El puente hacia el Nuevo Testamento está listo, pero el vaticinio contempla un horizonte triste.

Mientras la predicción de Isaías consume el tiempo requerido para su cumplimiento, los clanes continúan sumidos en la infidelidad. El castigo rebosó las fronteras.

Los enemigos avanzaron. Salmanasar V, rey asirio desde el 726 hasta el 722 a. C., tomó a Samaria, capital de Israel. La caída de Samaria permite el destierro de los israelitas a Asiria. El reino desaparece en el año 721 a. C.

La invasión y la deportación les trajeron consecuencias nefastas.

Senaquerib (reinó entre el 705 y el 681 a. C.), hijo de Salmanasar V, asedió e invadió Jerusalén en el año 701 a. C. Los líderes de Judá se las vieron con un formidable estratega. Senaquerib utilizó la marina con la que, en el 694  a. C., persiguió a los rebeldes caldeos y los derrotó. El tirano paseó sus pendones desde Babilonia (del acadio AB-ilim o Babilu, “puerta de Dios”), hasta Egipto.

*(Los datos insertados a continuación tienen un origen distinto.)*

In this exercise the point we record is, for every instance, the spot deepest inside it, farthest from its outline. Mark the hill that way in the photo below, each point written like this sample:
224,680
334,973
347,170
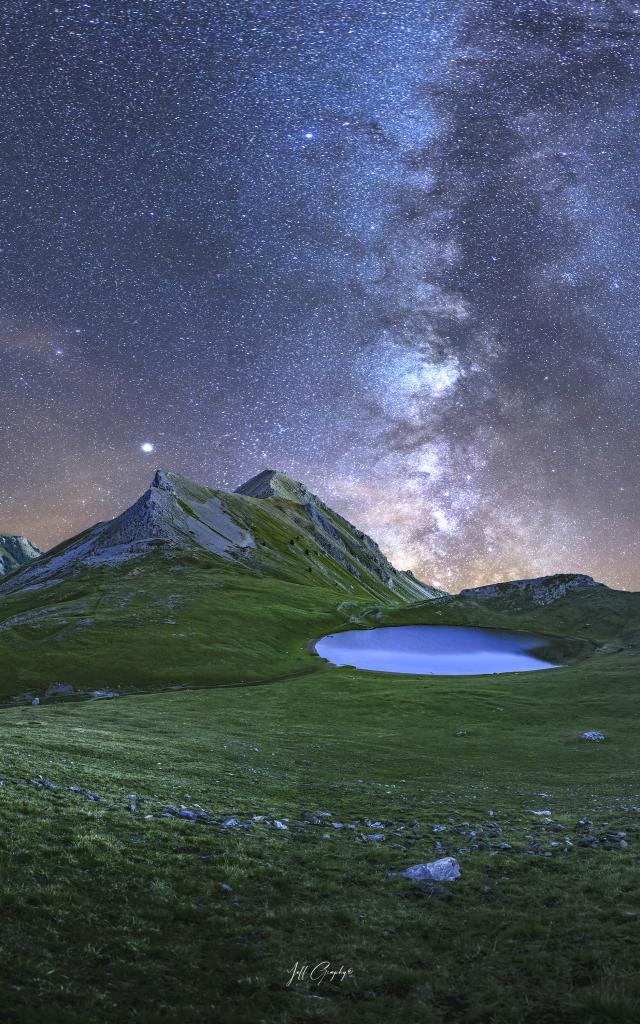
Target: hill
15,551
193,586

La expansión gastará ocho décadas más en romper los vínculos telúricos y sagrados de los judíos.

Las reyertas civiles arrecian y las variantes geopolíticas sobre el destino de Asiria, la potencia del Oriente Próximo, traen un cruel viraje. La ciudad de Assur cayó en poder de los medos en el año 614 a. C. Los invasores, provenientes de Media, (antigua región que corresponde a la zona noreste de Irán) se aliaron con los babilonios para tomar a Nínive en el año 612 a. C. El Imperio Asirio cambió de manos. Comienza la Dinastía Neobabílonia o Caldea.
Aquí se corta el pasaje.